3.3.2 Systemic risk and financial stability

The concentration of AI capabilities among a small number of technologically sophisticated institutions raises new concerns about systemic risk and market concentration. Danielsson et al. (2022) developed a theoretical framework showing that widespread adoption of similar AI models can increase systemic risk through “artificial herding,” where algorithms trained on similar data make correlated decisions during market stress. Their simulations suggest that markets with high AI penetration exhibit more frequent and severe crashes but with faster recovery times. Network analysis reveals AI's systemic implications. The potential for cascading failures when AI systems interact has prompted new approaches to stress testing.

3.3.3 Methodological limitations and emerging solutions

While AI applications in finance have demonstrated remarkable empirical success, several fundamental methodological limitations constrain their deployment and raise concerns about systemic implications. The black-box nature of deep neural networks presents the most immediate challenge. Models achieving 20% out-of-sample R-squared (Gu et al., 2020) often operate through millions of parameters whose individual contributions remain opaque, making it impossible to trace specific predictions back to economic rationales. This opacity conflicts directly with regulatory requirements for model validation and risk management, where institutions must demonstrate an understanding of their decision-making processes.
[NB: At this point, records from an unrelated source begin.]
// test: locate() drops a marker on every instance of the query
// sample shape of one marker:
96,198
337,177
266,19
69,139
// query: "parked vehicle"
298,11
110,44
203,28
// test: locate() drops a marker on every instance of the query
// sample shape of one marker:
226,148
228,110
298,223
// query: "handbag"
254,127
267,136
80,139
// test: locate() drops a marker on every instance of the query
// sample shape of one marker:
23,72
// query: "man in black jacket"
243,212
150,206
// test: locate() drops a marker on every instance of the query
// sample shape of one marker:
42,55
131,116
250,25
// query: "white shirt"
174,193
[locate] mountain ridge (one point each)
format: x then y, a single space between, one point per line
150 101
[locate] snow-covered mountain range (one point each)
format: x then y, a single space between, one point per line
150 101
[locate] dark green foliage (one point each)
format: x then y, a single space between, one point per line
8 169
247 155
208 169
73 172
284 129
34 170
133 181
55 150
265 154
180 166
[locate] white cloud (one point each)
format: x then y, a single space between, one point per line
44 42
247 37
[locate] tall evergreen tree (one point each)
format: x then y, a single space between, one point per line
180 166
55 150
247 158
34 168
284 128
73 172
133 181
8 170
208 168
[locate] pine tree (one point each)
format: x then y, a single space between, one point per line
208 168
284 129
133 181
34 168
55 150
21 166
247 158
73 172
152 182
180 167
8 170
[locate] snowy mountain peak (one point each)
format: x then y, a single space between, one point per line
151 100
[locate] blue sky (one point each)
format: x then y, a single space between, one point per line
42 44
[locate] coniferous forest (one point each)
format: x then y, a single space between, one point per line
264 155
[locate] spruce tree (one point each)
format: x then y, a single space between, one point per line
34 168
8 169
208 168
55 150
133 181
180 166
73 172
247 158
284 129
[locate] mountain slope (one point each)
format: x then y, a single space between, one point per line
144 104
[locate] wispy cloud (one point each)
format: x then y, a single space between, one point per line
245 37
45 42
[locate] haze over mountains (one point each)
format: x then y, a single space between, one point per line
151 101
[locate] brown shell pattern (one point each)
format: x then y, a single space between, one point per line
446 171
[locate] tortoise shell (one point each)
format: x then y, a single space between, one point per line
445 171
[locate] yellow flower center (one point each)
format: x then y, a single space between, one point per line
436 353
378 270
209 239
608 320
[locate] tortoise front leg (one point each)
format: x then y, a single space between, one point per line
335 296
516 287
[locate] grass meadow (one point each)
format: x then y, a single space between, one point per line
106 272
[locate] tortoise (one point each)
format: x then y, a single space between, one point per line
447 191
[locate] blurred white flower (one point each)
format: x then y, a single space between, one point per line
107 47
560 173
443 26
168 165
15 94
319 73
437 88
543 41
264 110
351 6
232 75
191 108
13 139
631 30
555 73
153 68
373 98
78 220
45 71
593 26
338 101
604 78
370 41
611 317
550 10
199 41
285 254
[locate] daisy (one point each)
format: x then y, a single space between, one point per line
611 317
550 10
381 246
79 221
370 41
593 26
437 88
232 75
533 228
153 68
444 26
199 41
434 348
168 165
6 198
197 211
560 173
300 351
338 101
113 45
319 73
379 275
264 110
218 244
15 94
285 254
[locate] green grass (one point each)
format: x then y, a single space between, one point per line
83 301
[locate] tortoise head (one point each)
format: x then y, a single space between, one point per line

The interpretability challenge extends beyond regulatory compliance to economic understanding. When a deep learning model identifies profitable trading signals or credit risk patterns, researchers cannot determine whether these represent genuine economic phenomena or spurious correlations that may disappear under different market conditions. Recent market dislocations have exposed cases where AI models trained on historical data failed catastrophically when confronted with unprecedented events, highlighting the danger of relying on patterns without understanding their causal foundations. The reproducibility crisis compounds these concerns, as proprietary datasets, random initialization effects and computational requirements often prevent independent verification of published results.

Moreover, from a finance perspective, the focus is on understanding the economic implications of AI, including issues such as fairness, market stability and interpretability, whereas in computer science, the emphasis has traditionally been more on the technical aspects of model performance, such as achieving higher accuracy and computational efficiency. This distinction highlights a critical gap between the development of AI technologies and their practical application in financial systems, where economic consequences and regulatory oversight must be prioritized alongside technical advancements.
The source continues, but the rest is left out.